The teahouse carries over one hundred different teas from all around the world. She says her criterion for choosing the teas she serves are, “one- it’s a high quality tea and two- it comes from a source that I trust.” As a rule, Jennings only buys from vendors who buy solely from the trade and who “have a great reputation for quality”. “I have a relationship with a very short list of vendors. I interviewed them and other teahouse owners,” she remarks. After Jennings decided to open a teahouse, she spent a year taste-testing three to ten different variations of every type of tea she carries to choose the one that she now serves to customers.

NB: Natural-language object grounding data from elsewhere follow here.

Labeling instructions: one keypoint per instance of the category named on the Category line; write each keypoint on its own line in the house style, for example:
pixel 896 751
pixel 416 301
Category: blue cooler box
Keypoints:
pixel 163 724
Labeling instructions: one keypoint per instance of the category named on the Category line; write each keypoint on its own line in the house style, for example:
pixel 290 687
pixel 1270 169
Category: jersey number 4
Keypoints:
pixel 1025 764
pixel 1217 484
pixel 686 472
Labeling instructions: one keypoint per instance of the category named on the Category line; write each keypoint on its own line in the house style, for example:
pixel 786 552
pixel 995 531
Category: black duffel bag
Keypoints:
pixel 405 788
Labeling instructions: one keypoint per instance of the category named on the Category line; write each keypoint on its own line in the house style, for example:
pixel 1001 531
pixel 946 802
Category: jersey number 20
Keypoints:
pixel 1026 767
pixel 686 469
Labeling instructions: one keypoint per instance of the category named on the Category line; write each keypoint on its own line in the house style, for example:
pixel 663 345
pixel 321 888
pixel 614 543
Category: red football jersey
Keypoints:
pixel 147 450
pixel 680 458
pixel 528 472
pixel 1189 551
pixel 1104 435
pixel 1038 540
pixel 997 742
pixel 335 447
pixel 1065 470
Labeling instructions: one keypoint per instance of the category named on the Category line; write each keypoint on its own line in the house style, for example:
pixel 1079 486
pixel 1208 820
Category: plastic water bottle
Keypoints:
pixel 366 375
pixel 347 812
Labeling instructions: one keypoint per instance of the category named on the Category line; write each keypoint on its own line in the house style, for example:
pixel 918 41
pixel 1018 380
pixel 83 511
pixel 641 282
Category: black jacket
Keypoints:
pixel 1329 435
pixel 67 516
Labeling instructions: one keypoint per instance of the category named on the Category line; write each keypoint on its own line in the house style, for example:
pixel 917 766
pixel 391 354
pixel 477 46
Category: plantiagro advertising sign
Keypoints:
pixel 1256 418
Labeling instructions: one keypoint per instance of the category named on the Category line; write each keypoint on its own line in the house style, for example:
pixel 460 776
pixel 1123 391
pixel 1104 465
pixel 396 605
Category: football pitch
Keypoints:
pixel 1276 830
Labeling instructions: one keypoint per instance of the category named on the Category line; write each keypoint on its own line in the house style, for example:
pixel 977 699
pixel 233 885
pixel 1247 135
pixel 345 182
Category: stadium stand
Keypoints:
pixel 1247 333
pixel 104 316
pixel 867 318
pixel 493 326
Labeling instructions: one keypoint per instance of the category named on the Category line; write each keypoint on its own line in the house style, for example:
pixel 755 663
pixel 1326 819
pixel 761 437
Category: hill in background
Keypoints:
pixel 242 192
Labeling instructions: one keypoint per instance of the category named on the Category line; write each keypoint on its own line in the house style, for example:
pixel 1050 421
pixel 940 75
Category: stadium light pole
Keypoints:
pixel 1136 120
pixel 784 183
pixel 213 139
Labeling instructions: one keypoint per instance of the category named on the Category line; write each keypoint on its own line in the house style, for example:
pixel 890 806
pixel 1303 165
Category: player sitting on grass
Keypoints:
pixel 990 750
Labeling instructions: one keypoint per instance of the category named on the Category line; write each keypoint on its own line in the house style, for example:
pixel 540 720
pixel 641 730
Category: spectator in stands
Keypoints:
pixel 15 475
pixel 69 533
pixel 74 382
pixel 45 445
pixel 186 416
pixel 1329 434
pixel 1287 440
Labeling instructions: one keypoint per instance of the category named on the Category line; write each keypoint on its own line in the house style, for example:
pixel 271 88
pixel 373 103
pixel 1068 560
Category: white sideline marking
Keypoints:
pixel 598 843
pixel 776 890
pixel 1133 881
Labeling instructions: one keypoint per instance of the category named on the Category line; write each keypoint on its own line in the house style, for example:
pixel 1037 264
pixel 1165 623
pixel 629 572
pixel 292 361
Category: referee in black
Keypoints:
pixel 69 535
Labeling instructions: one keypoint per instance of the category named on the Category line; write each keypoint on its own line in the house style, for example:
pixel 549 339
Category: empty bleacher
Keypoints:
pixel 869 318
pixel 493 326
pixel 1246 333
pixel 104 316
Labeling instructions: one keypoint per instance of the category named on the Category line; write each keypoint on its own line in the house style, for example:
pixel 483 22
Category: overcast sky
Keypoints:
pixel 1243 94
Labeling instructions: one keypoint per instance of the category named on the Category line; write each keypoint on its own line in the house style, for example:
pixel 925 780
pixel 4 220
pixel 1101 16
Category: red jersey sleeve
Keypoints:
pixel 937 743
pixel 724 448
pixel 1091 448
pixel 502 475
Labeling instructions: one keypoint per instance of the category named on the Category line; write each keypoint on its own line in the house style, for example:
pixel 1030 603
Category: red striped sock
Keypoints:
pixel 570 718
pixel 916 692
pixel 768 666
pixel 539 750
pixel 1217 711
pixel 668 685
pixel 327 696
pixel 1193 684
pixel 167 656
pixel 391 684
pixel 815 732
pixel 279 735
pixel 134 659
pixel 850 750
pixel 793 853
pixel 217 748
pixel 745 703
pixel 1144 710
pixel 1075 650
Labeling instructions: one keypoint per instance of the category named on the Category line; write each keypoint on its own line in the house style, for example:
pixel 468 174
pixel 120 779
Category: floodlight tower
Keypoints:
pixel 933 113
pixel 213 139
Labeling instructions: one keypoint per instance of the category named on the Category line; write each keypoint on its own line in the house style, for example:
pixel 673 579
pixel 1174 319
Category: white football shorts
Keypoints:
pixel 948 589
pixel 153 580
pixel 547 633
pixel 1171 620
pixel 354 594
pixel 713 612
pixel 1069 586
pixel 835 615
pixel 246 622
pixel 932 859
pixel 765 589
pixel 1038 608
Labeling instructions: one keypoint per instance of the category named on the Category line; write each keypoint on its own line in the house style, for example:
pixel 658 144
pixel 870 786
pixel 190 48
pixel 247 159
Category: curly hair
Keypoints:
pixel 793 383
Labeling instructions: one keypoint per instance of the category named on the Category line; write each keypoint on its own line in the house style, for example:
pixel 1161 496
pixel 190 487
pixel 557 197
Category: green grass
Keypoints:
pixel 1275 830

To make her final decisions, she chose traditional teas whose taste profiles matched what they were famous for and non-traditional teas whose taste profiles she thought Oklahomans would be partial to.
Situated on May Avenue, t allows customers an intermission from the business of the street and their lives. Jennings says she picked the Zen décor to create a modern but warm space. “I wanted it to be comfortable—comfortable where you want to curl up with a book for a while.” All the artwork is done by local artists and changes every six months. This unique teahouse also offers private art receptions for customers on the mailing list. The teahouse carries bakery goods and chocolates from Prairie Thunder and Dude, Sweet Chocolate respectively.
One thing that Jennings would like readers to know is that “tea tastes better than you think it does. There are so many out there that I can find you one you like [and] tea is incredibly good for you.” Her teahouse is for both veterans and novices of tea. “We’re very approachable. People can learn a lot about tea from us and with us. Learning together, not learning about tea in an intimidating format,” she says. The learning that she and her customers partake in helps Jennings to build relationships with everyone that walks through her doors. “The relationship with customers- that’s my favorite part. That’s the part that I knew would be there but I didn’t know how nice it would be or how much they would regard us as a part of their family. And it’s reciprocal. They enjoy coming here just as much as we enjoy having them here.”